The other half of the 4-mm punch biopsy was put in a preweighed polypropylene tube with 200 μl distilled water, weighed again in order to determine the weight of the biopsy and frozen at −80°C. Just prior to histamine assay, the biopsies were thawed and frozen at −20°C six times to disrupt intact cells and release the histamine. Histamine was then measured by immunoassay (Immunotech, France). Histamine was then calculated as ng histamine mg−1 tissue.

Determination of skin thickness

The thickness of the combined epidermis and dermis was measured by echography (DermaScan C ver. 3, Cortex Technology, Denmark). Two separate scans of 2 cm2 in area were made within the treated areas of each forearm. From each scan, three measurements of skin thickness were made and the mean of the six measurements expressed as a single estimate of skin thickness in mm.

Study protocols

Subjects attended the laboratory on two occasions. At the first visit, the skin thickness of both forearms was measured. Subjects were then supplied with 0.05% clobetasol propionate ointment (Dermovate, Glaxo, Middlesex, U.K.) and base control (white soft paraffin, Adams Healthcare, Leeds, U.K.) and asked to apply a 1 cm length of ointment to an area of approximately 10×5 cm on each forearm either once 24 h before returning to the laboratory or daily for 21 days.

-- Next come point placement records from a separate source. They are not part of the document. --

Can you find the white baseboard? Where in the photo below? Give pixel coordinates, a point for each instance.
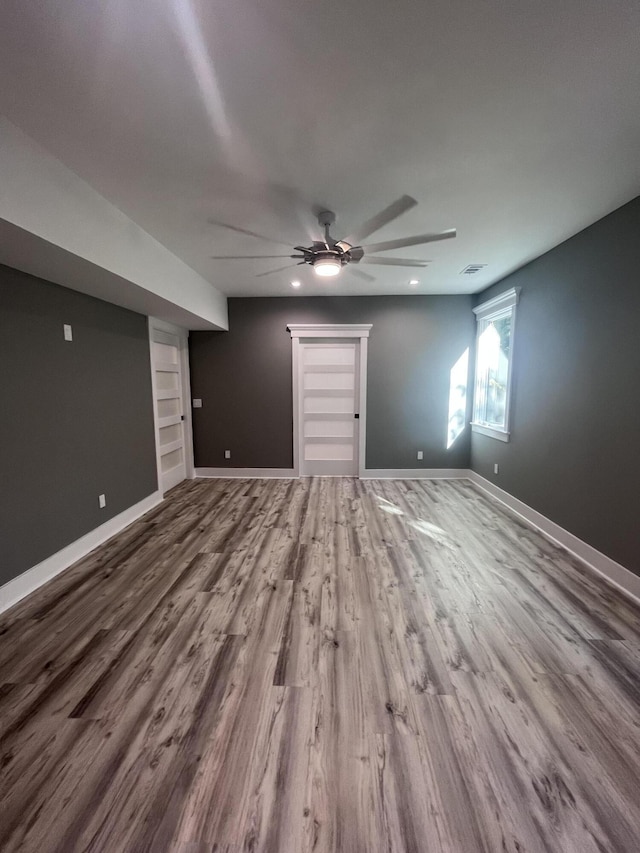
(415, 474)
(27, 582)
(247, 473)
(622, 578)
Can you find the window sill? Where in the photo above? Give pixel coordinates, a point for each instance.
(492, 432)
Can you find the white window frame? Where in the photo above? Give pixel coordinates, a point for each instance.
(493, 310)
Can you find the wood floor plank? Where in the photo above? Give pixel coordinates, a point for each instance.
(324, 665)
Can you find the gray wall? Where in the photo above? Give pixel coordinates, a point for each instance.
(244, 379)
(574, 453)
(77, 418)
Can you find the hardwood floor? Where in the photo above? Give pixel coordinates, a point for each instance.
(325, 665)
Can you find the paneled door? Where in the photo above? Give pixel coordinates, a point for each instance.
(330, 413)
(167, 367)
(329, 398)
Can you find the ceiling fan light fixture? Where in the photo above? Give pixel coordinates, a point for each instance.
(327, 267)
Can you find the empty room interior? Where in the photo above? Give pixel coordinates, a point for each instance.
(319, 515)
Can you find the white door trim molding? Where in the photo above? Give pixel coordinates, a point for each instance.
(329, 330)
(615, 573)
(352, 331)
(183, 336)
(26, 583)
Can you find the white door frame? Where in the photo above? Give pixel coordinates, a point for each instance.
(183, 337)
(353, 331)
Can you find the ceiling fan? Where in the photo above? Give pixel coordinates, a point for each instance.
(329, 256)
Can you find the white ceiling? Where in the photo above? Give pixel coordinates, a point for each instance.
(517, 123)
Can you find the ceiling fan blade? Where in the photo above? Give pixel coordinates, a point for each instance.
(393, 262)
(360, 274)
(250, 257)
(245, 231)
(411, 241)
(288, 266)
(390, 213)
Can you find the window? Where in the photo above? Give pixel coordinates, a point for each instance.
(494, 350)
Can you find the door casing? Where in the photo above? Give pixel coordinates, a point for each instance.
(352, 331)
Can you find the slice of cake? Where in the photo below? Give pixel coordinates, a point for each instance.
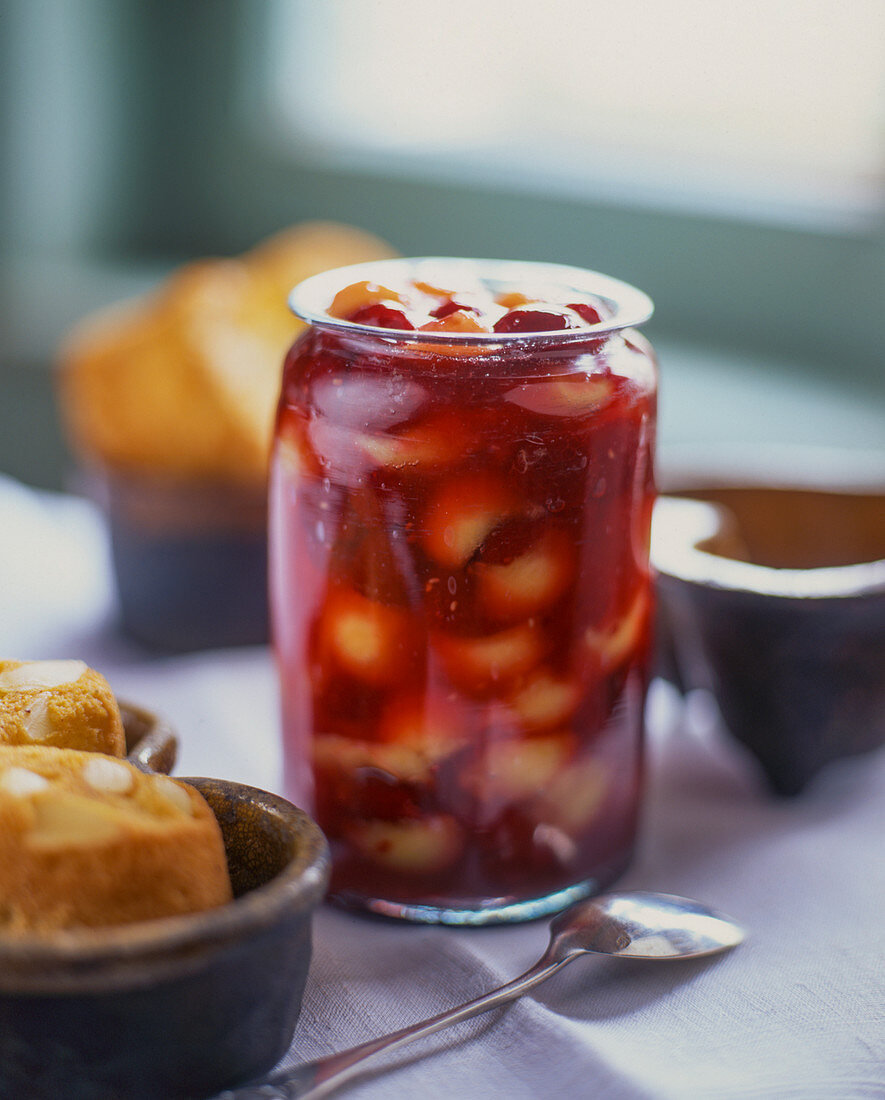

At the second visit of both studies, two microdialysis fibres were inserted into each forearm and codeine and histamine injected intradermally. Dialysate was collected every 2 min for 4 min before and 20 min after injection. Laser Doppler images were taken before and at 5, 10, 15 and 20 min after injection to estimate the weal and flare areas. As estimates of weal and flare areas were qualitatively similar at all time points, only the data for 10 min are cited in the results section. In the 21-day study only, a biopsy was taken from each forearm on a healthy area of skin treated by the ointments. Skin thickness measurements were repeated.

The tubes of ointment were also re-weighed from which it was calculated that the mean amounts of clobetasol propionate and white soft paraffin applied per day were 307±20 and 432±44 mg respectively.

Statistics

As the data obtained in this study were not normally distributed, results are expressed as medians (95% confidence limits). Differences between clobetasol treated and base control sites were analysed using the Wilcoxon Signed Rank Test. A significance level of P<0.05 was taken as statistically significant.

Results

Weal responses

In the study in which clobetasol was applied for 24 h only, there were no statistically significant inhibitions of weal responses. The weal areas in the clobetasol and control sites following codeine injection were 0.60 (0.33 – 0.84) cm2 (median with 95% confidence limits) and 0.89 (0.52 – 1.40) cm2 (P=0.059, n=6) respectively. The corresponding areas of the weals in response to histamine were 0.53 (0.36 – 0.76) cm2 and 0.47 (0.39 – 0.76) cm2 (P=1.00, n=6).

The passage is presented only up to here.